Tomemos um exemplo cru para visualizar melhor o problema: um membro que, em sua conversa fraterna, revela uma incapacidade que o impede de gerar recursos financeiros. Sob o prisma do foro interno puro, essa condição deveria ser tratada como a matéria da santificação daquele homem. O foco deveria ser como ele, em sua limitação, pode encontrar Deus e, só a partir daí, se sustentar sem ser um peso para os demais. Todavia, quando essa informação chega ao diretor — animado do zelo pelo orçamento comum como condição de eficácia apostólica da instituição — o pobre deixa de ser um filho a ser curado e corre o risco de ser visto, em primeiro plano, como um problema financeiro. A distinção entre o bem pessoal e o bem comum desaparece: a vulnerabilidade do fiel é processada como uma variável de custo ou um entrave à expansão da entidade.

Podemos observar o mesmo fenômeno no campo da saúde mental. Imagine um fiel que confessa na manifestação de consciência um estado de esgotamento profundo ou depressão, sentindo que a carga de atividades apostólicas está fragmentando sua paz interior. Em uma direção espiritual autêntica, o bem pessoal ditaria o recolhimento e o cuidado. Contudo, numa compreensão corporativista, se esse fiel é uma peça-chave na manutenção de um centro ou na influência de um setor social, o diretor pode ser tentado a tratar essa dor como falta de generosidade para com bem comum. Aqui, a alma do indivíduo é sacrificada no altar de considerações demasiado humanas, mais típicas do bem comum. 

Um momento particularmente delicado desse choque entre bem comum e bem da pessoa é o da decisão de admissão. Se o governo é pressionado por vocações para dar conta da expansão institucional, isso percola para a conversa fraterna e pode haver uma indução humana ao chamado vocacional, que foi concebido para ser divino. O bem comum, de fato, versando sobre aquelas condições exteriores que possibilitam o bem da pessoa, é mais suscetível de considerações horizontais.  

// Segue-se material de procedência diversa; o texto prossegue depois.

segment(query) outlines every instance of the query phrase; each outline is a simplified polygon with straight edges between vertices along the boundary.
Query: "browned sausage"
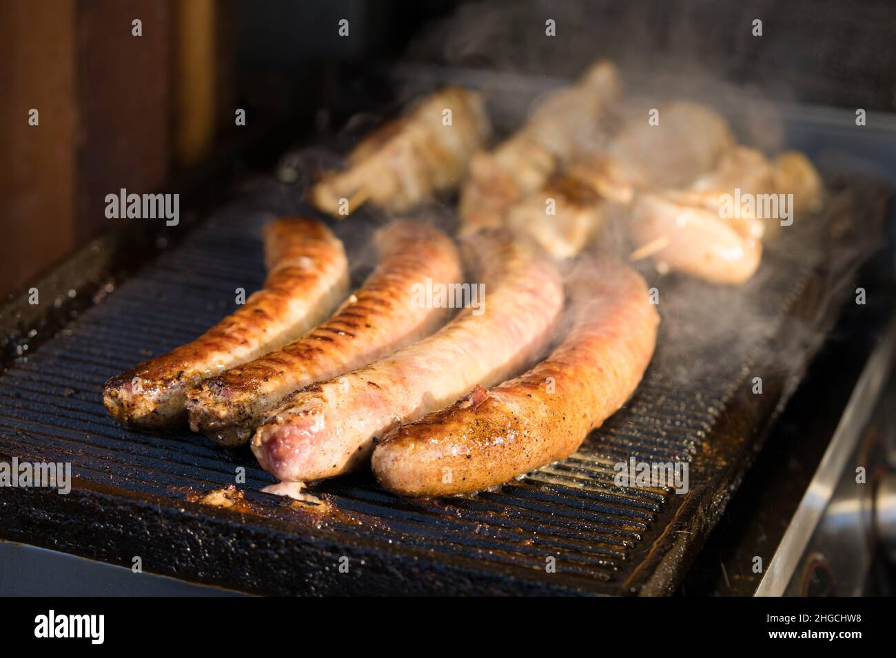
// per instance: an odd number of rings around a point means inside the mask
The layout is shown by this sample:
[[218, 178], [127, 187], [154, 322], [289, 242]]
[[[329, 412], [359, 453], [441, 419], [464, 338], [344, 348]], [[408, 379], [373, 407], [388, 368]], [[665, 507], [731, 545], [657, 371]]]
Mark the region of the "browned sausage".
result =
[[190, 428], [224, 446], [249, 440], [269, 411], [308, 384], [349, 372], [432, 333], [447, 309], [413, 303], [415, 286], [456, 283], [454, 243], [437, 229], [397, 221], [375, 238], [380, 263], [337, 313], [298, 340], [205, 380], [187, 396]]
[[294, 340], [345, 296], [345, 252], [322, 223], [276, 219], [264, 227], [264, 246], [270, 273], [263, 290], [192, 343], [106, 382], [103, 402], [113, 418], [142, 428], [183, 423], [192, 387]]
[[281, 480], [332, 477], [366, 463], [375, 437], [520, 372], [549, 338], [563, 283], [534, 243], [504, 233], [465, 243], [485, 286], [432, 336], [366, 368], [298, 391], [255, 432], [259, 463]]
[[643, 279], [587, 261], [571, 284], [572, 329], [535, 368], [386, 435], [373, 469], [387, 490], [442, 496], [496, 486], [574, 452], [634, 392], [659, 315]]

Uma defesa geral de instituições que conservam, contra a tendência do decreto de 1890, a prática da manifestação de consciência, é que essa transparência total dos membros com seus superiores nasceu espontaneamente como um carisma de família. O direito, todavia, ensina que a espontaneidade não autoriza a desnaturação da justiça. Quando um carisma é institucionalizado e passa a compor uma regra de vida exigida, ele deve se submeter à lei universal da Igreja, que, como vimos, proíbe a fusão de foros. O Opus Dei, no entanto, tem suas peculiaridades. 

Um dos argumentos dessa Obra pré-reforma é que o seu carisma, com a unidade de vida e a mentalidade laical, faz com que a fronteira do foro interno adentre o que normalmente seria do foro externo. Assim, voltando ao meu exemplo, a questão financeira deve ser ventilada mesmo como problema de governo, e não só da alma de quem abre o coração na conversa. E isso porque dinheiro para manter a casa é algo que um leigo tem bem presente na sua consciência. Esse alargamento do foro interno justificaria inclusive a conversa com um membro do conselho local, que está tão metido nas coisas que seriam, classicamente, de foro externo que não pode deixar de aconselhar com base nelas.

Todavia, o que, no meu sentir,  a Igreja sinaliza ao revisar os estatutos da prelazia é um retorno à ordem natural das coisas: a alma pertence a Deus, e o governo pertence à instituição. Tentar fundir os dois sob o pretexto de "carisma" é criar um sistema totalitário onde o indivíduo deixa de ter um espaço privado de respiração espiritual. O Opus Dei enfrenta agora o desafio de provar que pode sobreviver sem fichar a consciência de seus membros para fins organizacionais. Pois, se a santidade de um só homem não vale mais do que o equilíbrio orçamentário ou o sucesso de um apostolado, então o que se está construindo não é mais uma pedacinho da Igreja, mas apenas mais uma corporação eficiente, revestida de uma linguagem piedosa.